The first year was the learning curve. But it was also filled with the realization that, despite the difficulties, this was the life I wanted.

And that knowledge was something to hold on to over the years that followed. Because when a family keeps growing and everyone needs things, when life gets more expensive, you might forget. You never grasp what a kollel life is until you experience it.

But I do know this: I’m creating a home with someone who doesn’t see learning as an obligation, but life itself. Someone who doesn’t take a “break” from Torah during vacation because you don’t take a break from life.

So yes, there are moments when I sit by the Chanukah candles and cry. When I drive alone with a screaming baby. When I calculate grocery prices and make hard choices about what we can afford.

But I also watch my husband’s face light up when he describes how he figured out a difficult Tosafos… my sons begging to learn with Tatty in kollel… my girls helping on a hectic Sunday so Tatty can go learn a little earlier.
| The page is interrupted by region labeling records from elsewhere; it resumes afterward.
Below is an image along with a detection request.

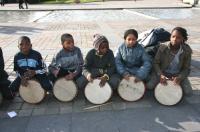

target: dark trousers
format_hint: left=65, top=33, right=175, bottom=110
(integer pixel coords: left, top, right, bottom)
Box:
left=0, top=78, right=14, bottom=99
left=9, top=74, right=52, bottom=92
left=19, top=0, right=24, bottom=9
left=1, top=0, right=5, bottom=6
left=24, top=0, right=28, bottom=9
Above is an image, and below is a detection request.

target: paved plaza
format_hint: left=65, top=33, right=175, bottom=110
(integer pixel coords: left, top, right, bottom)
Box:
left=0, top=0, right=200, bottom=132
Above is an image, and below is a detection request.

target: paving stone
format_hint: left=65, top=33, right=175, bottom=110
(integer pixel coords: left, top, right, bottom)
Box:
left=18, top=109, right=32, bottom=117
left=45, top=108, right=60, bottom=115
left=60, top=106, right=72, bottom=114
left=32, top=108, right=45, bottom=116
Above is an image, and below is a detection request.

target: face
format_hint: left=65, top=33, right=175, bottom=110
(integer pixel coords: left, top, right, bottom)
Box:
left=170, top=30, right=184, bottom=46
left=18, top=39, right=32, bottom=54
left=125, top=34, right=137, bottom=47
left=99, top=42, right=109, bottom=55
left=62, top=39, right=74, bottom=51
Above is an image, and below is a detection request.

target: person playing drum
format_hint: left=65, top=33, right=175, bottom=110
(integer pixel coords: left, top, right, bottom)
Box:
left=0, top=47, right=14, bottom=99
left=48, top=33, right=83, bottom=86
left=10, top=36, right=52, bottom=92
left=146, top=27, right=192, bottom=95
left=115, top=29, right=152, bottom=83
left=78, top=34, right=120, bottom=89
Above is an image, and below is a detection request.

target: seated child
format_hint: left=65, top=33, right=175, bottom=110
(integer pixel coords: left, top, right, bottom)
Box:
left=78, top=34, right=120, bottom=89
left=0, top=47, right=14, bottom=99
left=115, top=29, right=152, bottom=83
left=147, top=27, right=192, bottom=95
left=49, top=33, right=83, bottom=83
left=10, top=36, right=52, bottom=91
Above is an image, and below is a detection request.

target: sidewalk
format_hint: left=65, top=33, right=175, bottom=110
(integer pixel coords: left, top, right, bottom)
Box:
left=0, top=0, right=200, bottom=132
left=0, top=0, right=191, bottom=11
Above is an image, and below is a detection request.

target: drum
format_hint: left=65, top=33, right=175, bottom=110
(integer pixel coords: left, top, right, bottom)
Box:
left=154, top=81, right=183, bottom=106
left=0, top=92, right=3, bottom=105
left=53, top=78, right=78, bottom=102
left=117, top=77, right=145, bottom=101
left=19, top=80, right=46, bottom=104
left=85, top=79, right=112, bottom=104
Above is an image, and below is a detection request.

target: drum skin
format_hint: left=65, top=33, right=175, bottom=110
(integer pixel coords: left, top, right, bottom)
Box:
left=117, top=77, right=146, bottom=101
left=53, top=78, right=78, bottom=102
left=154, top=81, right=183, bottom=106
left=19, top=80, right=46, bottom=104
left=85, top=79, right=112, bottom=104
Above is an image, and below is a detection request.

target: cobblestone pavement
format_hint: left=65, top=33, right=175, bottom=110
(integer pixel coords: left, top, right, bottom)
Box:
left=0, top=1, right=200, bottom=131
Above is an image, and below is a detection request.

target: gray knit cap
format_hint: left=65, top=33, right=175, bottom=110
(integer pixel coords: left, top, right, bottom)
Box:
left=93, top=34, right=109, bottom=50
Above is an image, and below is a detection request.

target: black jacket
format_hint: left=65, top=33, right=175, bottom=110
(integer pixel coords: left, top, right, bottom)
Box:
left=0, top=48, right=8, bottom=80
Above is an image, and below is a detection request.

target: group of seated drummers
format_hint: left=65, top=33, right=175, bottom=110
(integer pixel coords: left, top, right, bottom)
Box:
left=0, top=27, right=192, bottom=105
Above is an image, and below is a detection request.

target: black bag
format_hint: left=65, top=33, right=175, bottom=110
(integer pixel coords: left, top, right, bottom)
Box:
left=0, top=79, right=15, bottom=99
left=138, top=28, right=171, bottom=58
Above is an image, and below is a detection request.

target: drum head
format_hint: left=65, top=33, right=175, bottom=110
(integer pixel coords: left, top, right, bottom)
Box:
left=0, top=92, right=3, bottom=105
left=19, top=80, right=45, bottom=104
left=53, top=78, right=78, bottom=102
left=117, top=77, right=145, bottom=101
left=154, top=81, right=183, bottom=106
left=85, top=79, right=112, bottom=104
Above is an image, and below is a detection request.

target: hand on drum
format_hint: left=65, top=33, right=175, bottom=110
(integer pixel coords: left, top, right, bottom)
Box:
left=21, top=76, right=28, bottom=87
left=124, top=74, right=131, bottom=81
left=134, top=77, right=142, bottom=83
left=65, top=73, right=75, bottom=80
left=87, top=73, right=93, bottom=82
left=24, top=70, right=36, bottom=79
left=99, top=76, right=108, bottom=87
left=160, top=74, right=167, bottom=85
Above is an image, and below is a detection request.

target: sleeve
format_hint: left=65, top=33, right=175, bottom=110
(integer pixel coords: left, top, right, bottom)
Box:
left=104, top=51, right=116, bottom=77
left=115, top=47, right=129, bottom=76
left=0, top=48, right=4, bottom=74
left=35, top=53, right=46, bottom=74
left=48, top=53, right=59, bottom=73
left=76, top=48, right=83, bottom=75
left=83, top=51, right=92, bottom=77
left=178, top=49, right=192, bottom=80
left=136, top=50, right=152, bottom=80
left=14, top=55, right=25, bottom=77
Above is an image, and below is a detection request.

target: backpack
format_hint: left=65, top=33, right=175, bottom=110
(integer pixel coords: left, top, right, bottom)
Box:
left=138, top=28, right=171, bottom=58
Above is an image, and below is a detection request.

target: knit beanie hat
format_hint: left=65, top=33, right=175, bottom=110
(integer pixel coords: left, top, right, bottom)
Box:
left=93, top=34, right=109, bottom=50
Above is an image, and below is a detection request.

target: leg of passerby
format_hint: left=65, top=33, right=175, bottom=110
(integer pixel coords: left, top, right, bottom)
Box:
left=24, top=0, right=28, bottom=9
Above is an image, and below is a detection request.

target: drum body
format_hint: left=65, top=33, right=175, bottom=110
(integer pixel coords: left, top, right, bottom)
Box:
left=19, top=80, right=46, bottom=104
left=154, top=81, right=183, bottom=106
left=53, top=78, right=78, bottom=102
left=117, top=77, right=145, bottom=101
left=85, top=79, right=112, bottom=104
left=0, top=92, right=3, bottom=105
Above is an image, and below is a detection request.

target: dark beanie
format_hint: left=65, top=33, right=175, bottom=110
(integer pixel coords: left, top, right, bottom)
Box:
left=93, top=34, right=109, bottom=50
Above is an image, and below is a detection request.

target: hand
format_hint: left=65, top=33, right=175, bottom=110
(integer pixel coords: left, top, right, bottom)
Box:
left=134, top=77, right=142, bottom=83
left=65, top=73, right=75, bottom=80
left=53, top=70, right=59, bottom=77
left=87, top=73, right=93, bottom=82
left=24, top=70, right=36, bottom=79
left=21, top=76, right=28, bottom=87
left=172, top=77, right=181, bottom=85
left=99, top=76, right=108, bottom=87
left=160, top=74, right=167, bottom=85
left=124, top=74, right=130, bottom=81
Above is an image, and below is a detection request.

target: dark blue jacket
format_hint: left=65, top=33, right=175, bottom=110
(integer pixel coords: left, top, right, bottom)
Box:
left=14, top=49, right=46, bottom=75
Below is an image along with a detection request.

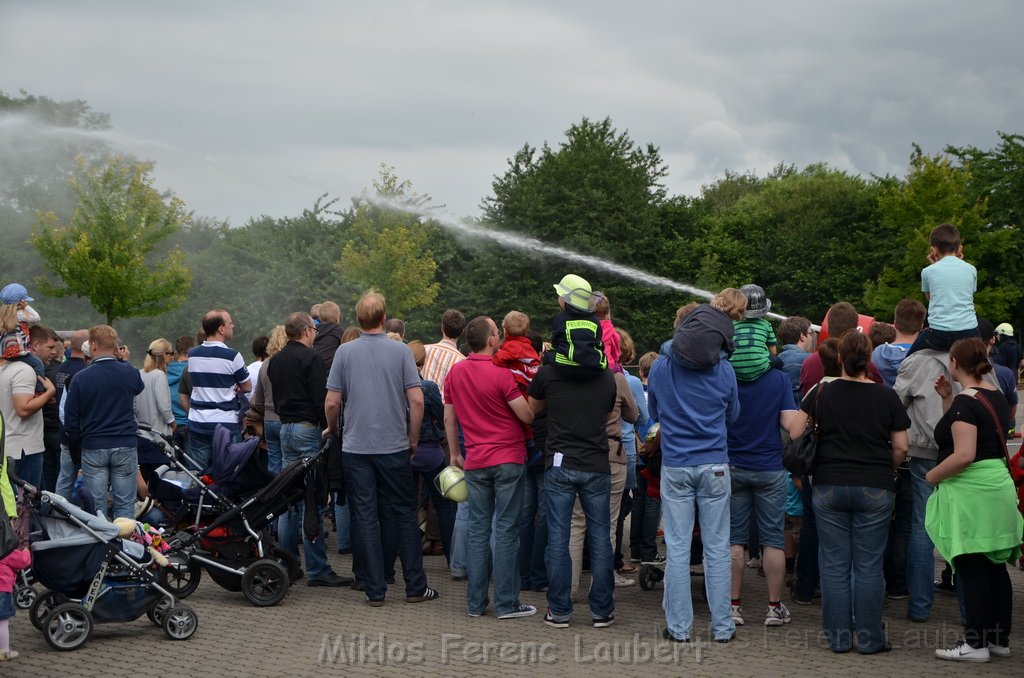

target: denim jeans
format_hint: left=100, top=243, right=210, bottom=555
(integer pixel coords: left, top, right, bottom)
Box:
left=519, top=464, right=548, bottom=591
left=466, top=463, right=523, bottom=616
left=13, top=450, right=43, bottom=493
left=906, top=457, right=935, bottom=622
left=416, top=461, right=456, bottom=565
left=263, top=419, right=284, bottom=475
left=449, top=502, right=469, bottom=577
left=278, top=422, right=331, bottom=580
left=544, top=466, right=615, bottom=622
left=82, top=448, right=138, bottom=520
left=54, top=444, right=82, bottom=502
left=342, top=450, right=427, bottom=600
left=662, top=464, right=736, bottom=640
left=630, top=469, right=662, bottom=560
left=729, top=468, right=790, bottom=553
left=814, top=484, right=895, bottom=654
left=793, top=475, right=823, bottom=600
left=884, top=468, right=913, bottom=595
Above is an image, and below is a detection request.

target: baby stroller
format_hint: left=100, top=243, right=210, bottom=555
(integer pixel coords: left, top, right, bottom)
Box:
left=29, top=492, right=199, bottom=650
left=637, top=424, right=708, bottom=598
left=148, top=427, right=326, bottom=607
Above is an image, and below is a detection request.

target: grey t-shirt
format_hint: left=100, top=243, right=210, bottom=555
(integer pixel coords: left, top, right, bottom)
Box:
left=327, top=334, right=420, bottom=455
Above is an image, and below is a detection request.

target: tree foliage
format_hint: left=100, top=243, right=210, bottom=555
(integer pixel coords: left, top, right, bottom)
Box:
left=32, top=157, right=191, bottom=324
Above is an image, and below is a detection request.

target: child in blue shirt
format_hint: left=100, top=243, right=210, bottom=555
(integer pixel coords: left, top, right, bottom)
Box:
left=907, top=223, right=978, bottom=355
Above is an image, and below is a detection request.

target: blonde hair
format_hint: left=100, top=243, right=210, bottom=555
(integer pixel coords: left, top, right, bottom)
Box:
left=266, top=325, right=288, bottom=357
left=355, top=289, right=387, bottom=330
left=142, top=337, right=173, bottom=372
left=502, top=310, right=529, bottom=337
left=711, top=287, right=746, bottom=321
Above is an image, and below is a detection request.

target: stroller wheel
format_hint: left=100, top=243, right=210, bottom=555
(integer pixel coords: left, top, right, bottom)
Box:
left=14, top=586, right=39, bottom=609
left=145, top=598, right=172, bottom=628
left=273, top=546, right=302, bottom=584
left=167, top=556, right=203, bottom=598
left=164, top=605, right=199, bottom=640
left=29, top=591, right=68, bottom=631
left=43, top=602, right=92, bottom=651
left=242, top=558, right=288, bottom=607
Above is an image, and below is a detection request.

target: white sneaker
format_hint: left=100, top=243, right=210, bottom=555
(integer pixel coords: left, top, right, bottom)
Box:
left=935, top=640, right=990, bottom=663
left=765, top=603, right=793, bottom=626
left=988, top=643, right=1010, bottom=656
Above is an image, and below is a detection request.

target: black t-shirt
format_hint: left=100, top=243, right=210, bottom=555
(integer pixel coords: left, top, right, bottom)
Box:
left=529, top=365, right=615, bottom=473
left=935, top=388, right=1012, bottom=462
left=800, top=379, right=910, bottom=491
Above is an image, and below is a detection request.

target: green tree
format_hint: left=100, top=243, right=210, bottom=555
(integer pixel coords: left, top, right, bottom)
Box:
left=338, top=167, right=440, bottom=317
left=32, top=157, right=191, bottom=324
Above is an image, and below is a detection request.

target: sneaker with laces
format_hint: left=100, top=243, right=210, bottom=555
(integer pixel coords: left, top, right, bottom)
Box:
left=765, top=603, right=793, bottom=626
left=544, top=609, right=569, bottom=629
left=935, top=640, right=991, bottom=664
left=615, top=573, right=636, bottom=586
left=988, top=643, right=1010, bottom=656
left=498, top=603, right=537, bottom=620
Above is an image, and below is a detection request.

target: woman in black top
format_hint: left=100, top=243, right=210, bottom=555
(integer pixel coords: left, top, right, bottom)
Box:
left=801, top=330, right=910, bottom=654
left=925, top=339, right=1024, bottom=662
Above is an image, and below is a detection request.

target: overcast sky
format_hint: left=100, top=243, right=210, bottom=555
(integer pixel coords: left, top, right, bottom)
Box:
left=0, top=0, right=1024, bottom=224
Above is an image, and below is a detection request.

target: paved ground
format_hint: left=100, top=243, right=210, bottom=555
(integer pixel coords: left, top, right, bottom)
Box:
left=8, top=432, right=1024, bottom=678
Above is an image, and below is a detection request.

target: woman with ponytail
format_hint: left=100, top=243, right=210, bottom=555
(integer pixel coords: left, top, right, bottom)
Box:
left=925, top=339, right=1024, bottom=662
left=801, top=330, right=910, bottom=654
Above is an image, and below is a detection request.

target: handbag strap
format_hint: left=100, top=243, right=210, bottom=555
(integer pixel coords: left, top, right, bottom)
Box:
left=964, top=388, right=1011, bottom=467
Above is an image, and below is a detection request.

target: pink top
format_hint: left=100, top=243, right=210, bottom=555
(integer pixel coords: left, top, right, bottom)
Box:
left=444, top=353, right=526, bottom=471
left=0, top=549, right=32, bottom=593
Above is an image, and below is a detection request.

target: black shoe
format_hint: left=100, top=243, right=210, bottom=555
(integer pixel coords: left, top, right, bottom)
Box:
left=306, top=573, right=352, bottom=587
left=662, top=628, right=690, bottom=643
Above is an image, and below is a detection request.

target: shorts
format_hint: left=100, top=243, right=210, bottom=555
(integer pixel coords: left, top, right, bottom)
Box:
left=0, top=591, right=14, bottom=622
left=729, top=468, right=790, bottom=549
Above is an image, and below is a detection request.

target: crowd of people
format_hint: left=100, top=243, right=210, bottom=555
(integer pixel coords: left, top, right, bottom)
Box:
left=0, top=224, right=1024, bottom=662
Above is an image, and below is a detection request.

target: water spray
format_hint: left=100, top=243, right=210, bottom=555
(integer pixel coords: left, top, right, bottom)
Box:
left=364, top=196, right=786, bottom=321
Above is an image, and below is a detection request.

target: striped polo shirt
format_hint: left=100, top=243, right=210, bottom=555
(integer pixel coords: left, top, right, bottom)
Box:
left=188, top=341, right=249, bottom=435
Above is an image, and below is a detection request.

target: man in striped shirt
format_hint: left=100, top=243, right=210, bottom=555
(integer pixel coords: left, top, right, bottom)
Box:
left=421, top=308, right=466, bottom=397
left=188, top=309, right=252, bottom=471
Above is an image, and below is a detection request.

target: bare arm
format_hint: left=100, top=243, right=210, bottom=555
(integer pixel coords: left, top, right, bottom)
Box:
left=406, top=384, right=423, bottom=452
left=509, top=395, right=534, bottom=424
left=925, top=421, right=978, bottom=485
left=444, top=402, right=465, bottom=468
left=324, top=390, right=342, bottom=435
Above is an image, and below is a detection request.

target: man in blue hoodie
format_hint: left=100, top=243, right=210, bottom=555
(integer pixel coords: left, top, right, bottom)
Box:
left=65, top=325, right=143, bottom=518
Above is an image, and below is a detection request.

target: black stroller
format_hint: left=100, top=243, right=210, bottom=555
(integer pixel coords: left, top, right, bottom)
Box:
left=142, top=427, right=326, bottom=606
left=29, top=492, right=199, bottom=650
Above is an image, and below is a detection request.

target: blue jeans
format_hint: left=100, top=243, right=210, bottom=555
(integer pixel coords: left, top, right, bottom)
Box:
left=54, top=444, right=82, bottom=502
left=814, top=484, right=895, bottom=654
left=466, top=463, right=523, bottom=616
left=82, top=448, right=138, bottom=520
left=278, top=422, right=331, bottom=580
left=263, top=419, right=282, bottom=475
left=14, top=450, right=46, bottom=489
left=906, top=457, right=935, bottom=622
left=544, top=466, right=615, bottom=622
left=729, top=468, right=790, bottom=553
left=662, top=464, right=736, bottom=640
left=342, top=450, right=427, bottom=600
left=519, top=464, right=548, bottom=591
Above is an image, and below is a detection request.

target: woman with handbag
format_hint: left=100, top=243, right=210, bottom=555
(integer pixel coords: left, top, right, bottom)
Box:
left=925, top=339, right=1024, bottom=662
left=801, top=330, right=910, bottom=654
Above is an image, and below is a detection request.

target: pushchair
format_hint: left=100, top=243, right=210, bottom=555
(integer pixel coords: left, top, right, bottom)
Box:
left=29, top=492, right=199, bottom=650
left=142, top=427, right=326, bottom=607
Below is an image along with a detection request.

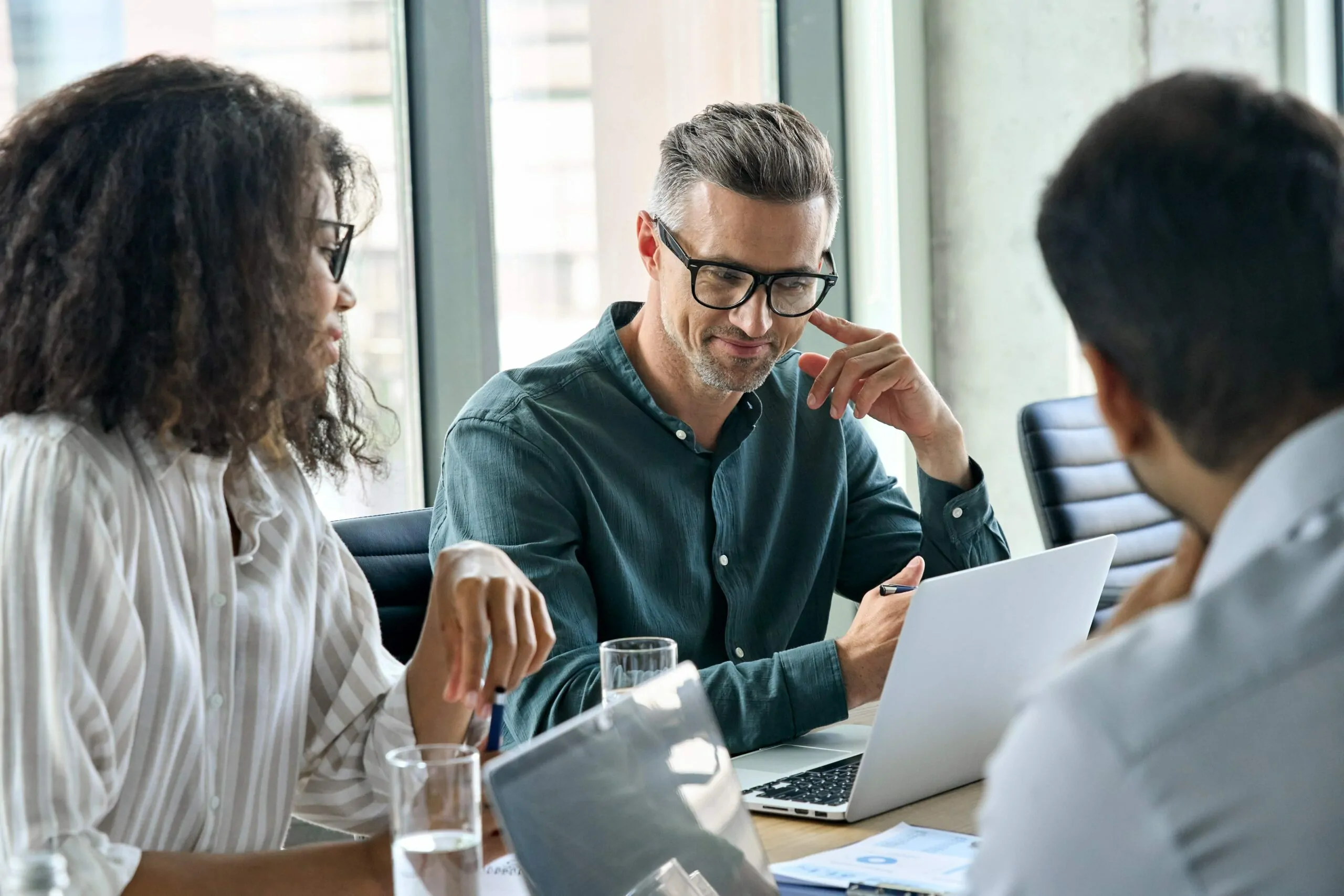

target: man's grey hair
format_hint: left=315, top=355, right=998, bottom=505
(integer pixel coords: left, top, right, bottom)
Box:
left=649, top=102, right=840, bottom=243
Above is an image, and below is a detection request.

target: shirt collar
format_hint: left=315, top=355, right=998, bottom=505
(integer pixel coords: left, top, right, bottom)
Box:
left=1193, top=408, right=1344, bottom=595
left=597, top=302, right=761, bottom=454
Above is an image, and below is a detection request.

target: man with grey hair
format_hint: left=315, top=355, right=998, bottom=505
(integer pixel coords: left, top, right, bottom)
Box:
left=430, top=103, right=1008, bottom=752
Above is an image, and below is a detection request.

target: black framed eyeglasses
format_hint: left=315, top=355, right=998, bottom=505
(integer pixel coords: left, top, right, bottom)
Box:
left=653, top=218, right=840, bottom=317
left=317, top=218, right=355, bottom=283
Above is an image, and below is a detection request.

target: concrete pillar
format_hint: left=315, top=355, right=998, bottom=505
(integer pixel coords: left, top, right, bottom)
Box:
left=925, top=0, right=1281, bottom=553
left=589, top=0, right=775, bottom=305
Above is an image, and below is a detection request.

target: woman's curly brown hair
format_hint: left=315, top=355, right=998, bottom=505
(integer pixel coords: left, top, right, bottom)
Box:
left=0, top=56, right=379, bottom=477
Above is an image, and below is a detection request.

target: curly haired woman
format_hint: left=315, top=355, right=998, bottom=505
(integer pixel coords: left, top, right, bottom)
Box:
left=0, top=58, right=554, bottom=894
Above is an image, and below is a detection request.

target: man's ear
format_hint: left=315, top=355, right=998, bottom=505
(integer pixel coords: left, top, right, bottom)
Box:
left=634, top=211, right=662, bottom=279
left=1082, top=343, right=1154, bottom=457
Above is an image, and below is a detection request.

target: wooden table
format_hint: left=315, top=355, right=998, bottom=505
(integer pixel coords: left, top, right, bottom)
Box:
left=753, top=704, right=981, bottom=862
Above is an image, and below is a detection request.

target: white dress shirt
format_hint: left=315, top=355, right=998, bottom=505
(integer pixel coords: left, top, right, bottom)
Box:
left=972, top=411, right=1344, bottom=896
left=0, top=414, right=414, bottom=896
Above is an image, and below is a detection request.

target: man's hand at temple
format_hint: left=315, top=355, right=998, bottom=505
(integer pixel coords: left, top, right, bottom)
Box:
left=799, top=310, right=974, bottom=489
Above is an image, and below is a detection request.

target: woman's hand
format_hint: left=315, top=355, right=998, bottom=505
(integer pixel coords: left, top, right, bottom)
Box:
left=426, top=541, right=555, bottom=713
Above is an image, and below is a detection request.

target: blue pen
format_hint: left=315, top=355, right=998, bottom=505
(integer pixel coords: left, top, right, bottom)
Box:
left=485, top=688, right=504, bottom=752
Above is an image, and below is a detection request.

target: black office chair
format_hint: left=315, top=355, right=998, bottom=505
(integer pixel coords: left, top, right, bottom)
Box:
left=332, top=509, right=434, bottom=662
left=1017, top=395, right=1181, bottom=622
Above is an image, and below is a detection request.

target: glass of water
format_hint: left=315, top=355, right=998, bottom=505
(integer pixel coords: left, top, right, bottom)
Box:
left=597, top=638, right=676, bottom=707
left=387, top=744, right=481, bottom=896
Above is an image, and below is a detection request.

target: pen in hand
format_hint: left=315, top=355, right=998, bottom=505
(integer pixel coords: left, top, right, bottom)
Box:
left=485, top=688, right=506, bottom=752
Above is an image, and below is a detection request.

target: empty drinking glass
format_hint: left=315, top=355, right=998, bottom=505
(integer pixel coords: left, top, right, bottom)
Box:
left=598, top=638, right=676, bottom=705
left=387, top=744, right=481, bottom=896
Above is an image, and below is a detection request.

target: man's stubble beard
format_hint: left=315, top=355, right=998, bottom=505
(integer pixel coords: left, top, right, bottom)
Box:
left=658, top=305, right=782, bottom=392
The candles eventually burn down. The tears dry. And in the morning, I get up and do it all again, not because I have to, but because this is the story I chose.

  • I loved… how everything in my life suddenly felt purposeful. Work, cleaning the house, the chores I had to start doing myself — doing it so my husband could learn gave everything a new dimension.
  • I hated… that I had to look at prices on clothing. I don’t think of myself as very materialistic, but my parents love quality clothing, and I was used to getting new dresses pretty regularly. Now, I need to have a budget before I set foot in a clothing store.
  • Something I didn’t expect… how expensive everything is! And how a few frugal tips can save a lot of money.